A data system that turns the answer-sheet data a cram school (or an independent tutor) already collects into a personalised study plan for each student — the weak-but-heavily-tested topics ranked by payoff, a two-week practice sequence, and an estimated attainable lift (an explainable opportunity estimate, not a validated prediction). That personalised recommendation is the sellable value: a school uses it to recruit and retain (show parents exactly what to work on and the expected gain), and a solo tutor can use it with a single student.

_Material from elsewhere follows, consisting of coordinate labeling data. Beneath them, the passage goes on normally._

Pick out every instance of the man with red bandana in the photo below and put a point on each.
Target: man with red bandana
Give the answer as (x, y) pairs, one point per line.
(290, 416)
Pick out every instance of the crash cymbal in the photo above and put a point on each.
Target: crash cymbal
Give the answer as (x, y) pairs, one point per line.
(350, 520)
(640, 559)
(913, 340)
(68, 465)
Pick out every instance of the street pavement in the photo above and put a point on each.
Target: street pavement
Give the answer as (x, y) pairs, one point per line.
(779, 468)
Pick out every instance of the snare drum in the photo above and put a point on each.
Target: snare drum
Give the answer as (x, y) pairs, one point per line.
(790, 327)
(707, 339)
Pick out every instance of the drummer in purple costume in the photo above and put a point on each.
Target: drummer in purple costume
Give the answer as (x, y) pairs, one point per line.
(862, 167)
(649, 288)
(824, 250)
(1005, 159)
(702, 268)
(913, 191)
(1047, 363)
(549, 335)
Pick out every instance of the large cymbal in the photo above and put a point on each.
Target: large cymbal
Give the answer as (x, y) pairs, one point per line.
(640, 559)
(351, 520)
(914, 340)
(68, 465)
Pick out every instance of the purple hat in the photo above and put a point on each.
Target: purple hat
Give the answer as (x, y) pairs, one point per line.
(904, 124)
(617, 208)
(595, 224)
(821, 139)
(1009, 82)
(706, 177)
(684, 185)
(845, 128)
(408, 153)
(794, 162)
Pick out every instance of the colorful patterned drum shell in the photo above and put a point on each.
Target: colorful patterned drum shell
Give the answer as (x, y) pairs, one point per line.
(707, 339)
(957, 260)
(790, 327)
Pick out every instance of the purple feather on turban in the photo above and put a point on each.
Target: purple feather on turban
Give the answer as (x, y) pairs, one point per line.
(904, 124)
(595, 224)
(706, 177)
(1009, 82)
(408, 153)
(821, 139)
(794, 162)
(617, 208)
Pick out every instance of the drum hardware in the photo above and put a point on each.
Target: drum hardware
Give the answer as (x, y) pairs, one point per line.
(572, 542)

The teacher keeps the teaching; the system does the routine diagnosis, recommendation, and report-writing.
Big Data Systems — Final Project (Spring 2026, NTU)
Repo: https://github.com/petercechung/classlens · Report: report/b12902013.pdf · Live demo: https://classlens.cechung.com (teacher dashboard; /student.html = student portal)
| Stage | File | What happens |
|---|---|---|
| Ingestion | src/ingest.py |
Load weekly mock-exam answer sheets (CSV: students, item bank, responses) into a store. |
| Storage | SQLite (data/classlens.db) |
Relational store; same schema/queries map directly to Postgres / a columnar warehouse at scale (see ARCHITECTURE.md). |
| Processing | src/process.py |
Difficulty-weighted topic mastery, class heatmap, cohort percentile, term trend, and the core output — a personalised study plan (topics ranked by gap × exam-weight) with an estimated attainable lift (explainable opportunity estimate, not a validated prediction). |
| Delivery | src/deliver.py → public/ |
A teacher dashboard (index.html), a student/parent portal (student.html, pick identity → own report), and the printable personalised report (report.html?student=<id>) — works for a single tutored student too. Static + deployable. |
The diagnostic model is a light IRT-style scheme: getting a hard item right counts more than an easy one, so the system recovers each student's true weak topics instead of just ranking raw scores.
cd classlens
python3 run.py # generate -> ingest -> process -> deliver
cd public && python3 -m http.server 8000 # serve (fetch() needs http, not file://)
# open http://localhost:8000 -> teacher dashboardrun.py is idempotent. To regenerate fresh synthetic data: python3 run.py --regen.
Note: some networked/FUSE-mounted folders cannot lock SQLite. If you hit a
disk I/O error, point the DB at local disk:CLASSLENS_DB=/tmp/classlens.db python3 run.py
Schools/tutors don't have a clean long-format table — they have a card-reader
(讀卡機) / Excel export: one row per student, one column per question, cells =
the chosen answer (or a correct/incorrect mark), plus a one-row answer key.
src/import_data.py converts exactly that into the pipeline's inputs. Item
difficulty is computed automatically from the pass rate; the only one-time
input is a question → topic map (or a 詳解).
python3 src/import_data.py \
--responses data/samples/responses_wide.csv \
--key data/samples/answer_key.csv \
--itemmap data/samples/item_topics.csv \
--exam MOCK01 # add --append for a 2nd/3rd mock exam
python3 run.py # then ingest -> process -> deliverSee data/samples/ for the exact three-file format. Accepts .csv and .xlsx.
If the cells are already correct/incorrect marks (O/X, 1/0, ✓), omit --key.
data/generate_synthetic.py simulates 3 classes × 25 students answering three
40-item mock exams. Each student has a latent ability per topic plus a term-long
improvement drift; responses are drawn from P(correct)=sigmoid(ability − difficulty).
This produces realistic weak-topic structure for the engine to recover. Replace
data/raw/*.csv with a real school's exports to run on live data — the schema is
documented in ingest.py.
public/ is fully static (reads data.json at runtime, charts via Chart.js CDN).
Deploy the folder to Vercel / Render / GitHub Pages:
cd public && npx vercel deploy --prod # or drag the folder into any static hostclasslens/
run.py # end-to-end pipeline
data/generate_synthetic.py # reproducible demo data
data/raw/*.csv # ingestion inputs (students, items, responses)
src/ingest.py # ingestion + SQLite storage
src/process.py # diagnostic engine (the core IP)
src/deliver.py # dashboard + parent-report renderer
public/ # generated static demo (index.html, report.html, data.json)
ARCHITECTURE.md # end-to-end design + scale story
Synthetic data only; no real student data is included. Charts: Chart.js (MIT).